Asiana features Boeing jets that can fly 14 hours non-stop

Asiana Airlines is a South Korean airline based in Seoul. It is second in size to national carrier Korean Air.
Asiana has recently tried to expand its presence in the United States and joined the Star Alliance, which is anchored in the U.S. by United Airlines.
Its website says its Boeing 777s can carry up to 300 passengers. Asiana flies 12 B777-200ER twin-engine jets, which can fly 14 hours non-stop. The airline operates 79 aircraft and flies 91 international routes to 71 cities in 23 countries.
The 777-200 is a long-range plane from Boeing.

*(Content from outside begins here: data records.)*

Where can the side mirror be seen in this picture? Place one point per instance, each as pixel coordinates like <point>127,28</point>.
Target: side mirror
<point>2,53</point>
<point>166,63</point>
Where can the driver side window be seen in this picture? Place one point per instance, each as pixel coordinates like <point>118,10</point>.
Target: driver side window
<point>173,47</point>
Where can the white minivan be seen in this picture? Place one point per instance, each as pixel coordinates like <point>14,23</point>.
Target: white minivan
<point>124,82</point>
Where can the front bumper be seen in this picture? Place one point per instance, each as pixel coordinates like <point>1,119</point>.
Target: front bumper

The twin-engine aircraft is one of the world's most popular long-distance planes, often used for flights of 12 hours or more, from one continent to another.
In another crash of a Boeing 777-200ER, British Airways flight 38 crashed just short of the runway at London's Heathrow on Jan. 17, 2008. That crash had no fatalities, but dozens were injured. The crash was blamed on ice crystals clogging the fuel line on a long flight from Beijing.
The FAA investigated two accidents involving Asiana within weeks of one another in November 1998.
In the first incident, on Nov. 11, 1998, an Asiana plane with 220 passengers and 18 crew aboard skidded into a parked plane after landing at Anchorage International Airport in Alaska. Federal investigators blamed the pilot for excessive taxi speed and inadequate maneuvering to avoid the parked plane.
On Nov. 30, 1998, an Asiana cargo plane struck and toppled a crane in the safety zone next to the taxiway after it landed at John F. Kennedy International Airport in New York. The FAA faulted the co-pilot for misjudging the wing's clearance.